2. Peter's attitude stands out in his exhortation to those he calls "Dearly beloved." He says, "I beseech you." This is used in the sense of entreating someone. It is not an order it is pleading. Peter is saying, "Dearly beloved, I plead with you." This is the kind of approach that makes one want to listen and consider seriously doing what is being ask. Grace pleads, law threatens. There was a time when Peter would not have pled, he would have exercised apostolic authority and threatened anyone who challenged him.

3. The word pilgrim is a term by which Christians were called. The word pilgrim is "one who comes from a foreign country into a city or land to reside there by the side of the natives." The word "strangers" describes further what the pilgrim is. He is a stranger. He originated in another country.

I was reading one of Watchman Nee's books where he made a point I want to share with you that fit with the word pilgrim and its definition. John 15:19, "If ye were of the world, the world would love his own: but because ye are not of the world, but I have chosen you out of the world, therefore the world hateth you."

The particle "if" is a second class condition. The "if" in a second class condition means, "if, and it is not true." A paraphrase is, "if ye (the plural you) were of this world, and you are not." Then follows, "the world would love his own." Jesus is saying that you are not of this world any more, and this is why the world does not love you. Let me ask you a question. Has the world changed its attitude toward you since you have been saved?
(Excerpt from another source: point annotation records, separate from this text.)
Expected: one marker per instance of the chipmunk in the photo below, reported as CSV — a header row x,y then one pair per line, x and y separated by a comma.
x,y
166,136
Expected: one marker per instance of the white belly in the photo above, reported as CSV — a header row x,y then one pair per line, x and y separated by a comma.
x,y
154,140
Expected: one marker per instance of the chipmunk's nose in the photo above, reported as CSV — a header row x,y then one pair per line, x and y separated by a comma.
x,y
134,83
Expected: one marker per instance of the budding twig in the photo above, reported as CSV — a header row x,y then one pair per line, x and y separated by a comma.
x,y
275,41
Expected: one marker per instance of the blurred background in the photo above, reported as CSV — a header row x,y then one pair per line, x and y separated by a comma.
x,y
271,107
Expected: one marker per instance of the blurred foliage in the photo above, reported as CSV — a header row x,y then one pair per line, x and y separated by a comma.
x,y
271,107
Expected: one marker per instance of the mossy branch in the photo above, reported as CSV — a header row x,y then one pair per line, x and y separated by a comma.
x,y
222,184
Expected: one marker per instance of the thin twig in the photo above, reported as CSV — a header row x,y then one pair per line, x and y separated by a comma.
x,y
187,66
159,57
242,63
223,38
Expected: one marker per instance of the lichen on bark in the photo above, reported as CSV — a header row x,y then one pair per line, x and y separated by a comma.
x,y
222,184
This is a question, the answer to which, makes the difference between heaven and hell.

The words, "but because ye are not of (of is a preposition denoting origin) the world, but I have chosen you out of the world, therefore the world hateth you." Jesus is saying, "you did not originate in this world like the unsaved." Next Jesus tells them how this change in their origin took place, "but I have chosen you out of the world." When we were born again, we were born from above, i.e., from heaven as a country. So when one is saved, his Spiritual birth gives him a new origin. We have a heavenly accent in our speech and our walk unveils a different culture. Have you ever noticed that people who are different make you uneasy? Our doctrine and walk infuriate the unsaved world is what Jesus is saying.

One of the names by which we are called as Christians are Pilgrims. Next,


Paul says in Romans 8:17, "And if children, then heirs; heirs of God, and joint-heirs with Christ; if so be that we suffer with him, that we may be also glorified together."
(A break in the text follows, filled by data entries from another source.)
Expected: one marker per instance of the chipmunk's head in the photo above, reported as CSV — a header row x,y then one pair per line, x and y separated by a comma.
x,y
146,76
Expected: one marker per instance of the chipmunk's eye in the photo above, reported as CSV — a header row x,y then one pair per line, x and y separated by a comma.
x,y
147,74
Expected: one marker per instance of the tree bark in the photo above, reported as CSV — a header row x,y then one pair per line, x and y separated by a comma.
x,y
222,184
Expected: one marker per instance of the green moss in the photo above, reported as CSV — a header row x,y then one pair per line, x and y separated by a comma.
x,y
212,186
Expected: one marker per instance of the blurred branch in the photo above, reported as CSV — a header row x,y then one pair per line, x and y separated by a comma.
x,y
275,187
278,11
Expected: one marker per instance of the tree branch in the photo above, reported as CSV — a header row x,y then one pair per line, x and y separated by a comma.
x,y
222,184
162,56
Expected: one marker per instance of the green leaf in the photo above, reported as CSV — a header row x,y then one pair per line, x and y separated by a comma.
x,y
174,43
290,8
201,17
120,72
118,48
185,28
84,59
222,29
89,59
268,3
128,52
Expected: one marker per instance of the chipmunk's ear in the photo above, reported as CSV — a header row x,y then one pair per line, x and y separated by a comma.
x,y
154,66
The word "heir" according to Strong: "in Messianic usage, one who receives his allotted possession by right of sonship."

The word "joint-heirs with Christ," means that the believer is by right of birth an equal heir with Christ. Jesus is the Son of God and we are sons with Him because the New Birth puts us in Him. 2 Corinthians 5:17, "Therefore if any man be in Christ, he is a new creature: old things are passed away; behold, all things are become new." The words "in Christ" describe the believer's permanent position. He also has Christ's righteousness imputed to him. And because he is in Christ, he shares what Christ inherits because of His incarnation, sinless life, death, and resurrection.
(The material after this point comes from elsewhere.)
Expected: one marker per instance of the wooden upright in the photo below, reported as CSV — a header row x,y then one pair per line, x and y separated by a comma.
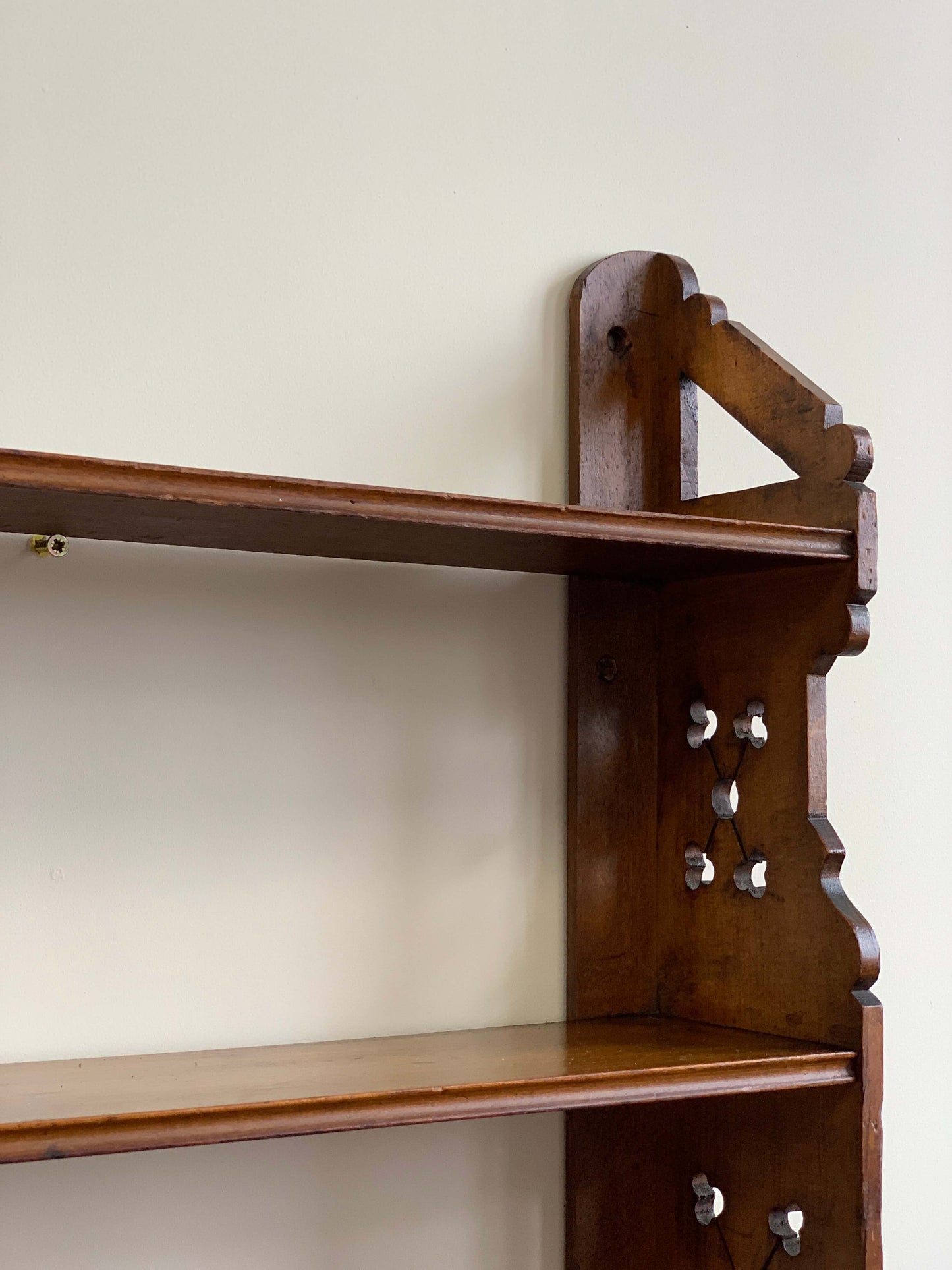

Peter refers to this in 1 Peter 1:3-5, "Blessed be the God and Father of our Lord Jesus Christ, which according to his abundant mercy hath begotten us again unto a lively hope by the resurrection of Jesus Christ from the dead, To an inheritance incorruptible, and undefiled, and that fadeth not away, reserved in heaven for you, Who are kept by the power of God through faith unto salvation ready to be revealed in the last time." The believer's origin is in heaven and that is where the inheritance will be.